Contracheques altos também foram identificados em maio na Companhia de Saneamento Ambiental do DF (Caesb) e na Companhia de Planejamento do DF (Codeplan). Em abril, último mês publicado até a semana passada, a Companhia do Metropolitano (Metrô) e a Sociedade de Transportes Coletivos de Brasília (TCB) também teriam pago remunerações superiores ao teto.
Irregularidades
Atualmente, o GDF tenta aplicar o abate-teto nas estatais por meio do Decreto nº 39.670, de 15 de fevereiro de 2019, assinado pelo governador Ibaneis Rocha. No entanto, empregados questionam judicialmente o limitador. A gestão passada do ex-chefe do Executivo local Rodrigo Rollemberg (PSB) tentou fechar a brecha com um projeto de lei enviado para a Câmara Legislativa em maio de 2017. Mas, após uma batalha na Justiça, a proposta foi rejeitada pelo ministro Celso de Mello, no Supremo Tribunal Federal (STF). O processo foi transitado e julgado.
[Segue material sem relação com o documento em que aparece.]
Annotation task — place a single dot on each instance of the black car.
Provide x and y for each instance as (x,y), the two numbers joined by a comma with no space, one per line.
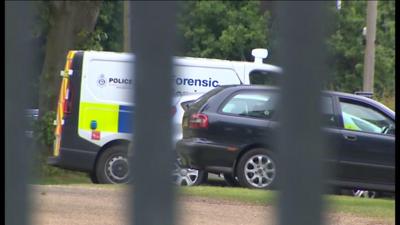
(231,130)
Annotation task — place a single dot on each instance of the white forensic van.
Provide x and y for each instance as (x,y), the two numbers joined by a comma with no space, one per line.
(95,109)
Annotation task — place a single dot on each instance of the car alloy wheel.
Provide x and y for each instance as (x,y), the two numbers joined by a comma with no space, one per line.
(260,171)
(364,194)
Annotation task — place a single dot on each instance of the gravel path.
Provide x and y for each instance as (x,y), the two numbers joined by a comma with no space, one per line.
(76,205)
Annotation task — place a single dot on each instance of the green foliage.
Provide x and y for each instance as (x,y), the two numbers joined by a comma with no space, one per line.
(222,29)
(108,33)
(347,47)
(110,22)
(44,129)
(91,40)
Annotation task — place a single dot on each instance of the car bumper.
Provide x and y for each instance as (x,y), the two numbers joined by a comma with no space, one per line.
(204,155)
(73,159)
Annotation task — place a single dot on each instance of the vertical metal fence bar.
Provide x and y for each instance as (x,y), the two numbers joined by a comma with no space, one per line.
(153,34)
(301,33)
(18,68)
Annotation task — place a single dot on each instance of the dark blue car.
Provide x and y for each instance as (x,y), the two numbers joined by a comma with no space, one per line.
(232,129)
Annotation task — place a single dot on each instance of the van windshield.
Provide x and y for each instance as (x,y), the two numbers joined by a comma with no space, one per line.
(262,77)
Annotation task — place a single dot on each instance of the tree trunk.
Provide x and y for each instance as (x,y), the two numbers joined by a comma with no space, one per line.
(69,18)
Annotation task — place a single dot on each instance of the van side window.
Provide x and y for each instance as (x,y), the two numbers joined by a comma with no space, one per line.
(251,104)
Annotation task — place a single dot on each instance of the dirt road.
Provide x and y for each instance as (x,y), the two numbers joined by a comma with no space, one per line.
(74,205)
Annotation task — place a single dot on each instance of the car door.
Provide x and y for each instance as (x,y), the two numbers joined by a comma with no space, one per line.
(245,117)
(367,154)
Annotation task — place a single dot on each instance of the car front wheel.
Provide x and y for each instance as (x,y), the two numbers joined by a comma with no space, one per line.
(257,169)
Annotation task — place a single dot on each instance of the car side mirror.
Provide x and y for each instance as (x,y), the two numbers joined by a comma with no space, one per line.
(186,105)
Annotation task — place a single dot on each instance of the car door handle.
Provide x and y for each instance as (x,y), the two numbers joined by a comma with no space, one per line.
(350,137)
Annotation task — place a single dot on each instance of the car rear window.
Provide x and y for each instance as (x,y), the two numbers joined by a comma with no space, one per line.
(251,104)
(204,98)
De acordo com o controlador-geral do DF, Aldemario Araújo Castro, existem suspeitas de irregularidades em aproximadamente 30 contracheques da Novacap. Os casos serão investigados em processos administrativos disciplinares (PDAs). Pelo cronograma da CGDF, a auditoria será concluída até o fim de setembro e, a partir dela, novas estatais serão investigadas. “Terracap e BRB são dois candidatos fortes. A gente já tem alguns elementos em relação a estas empresas. Em outras, precisamos avaliar”, antecipou.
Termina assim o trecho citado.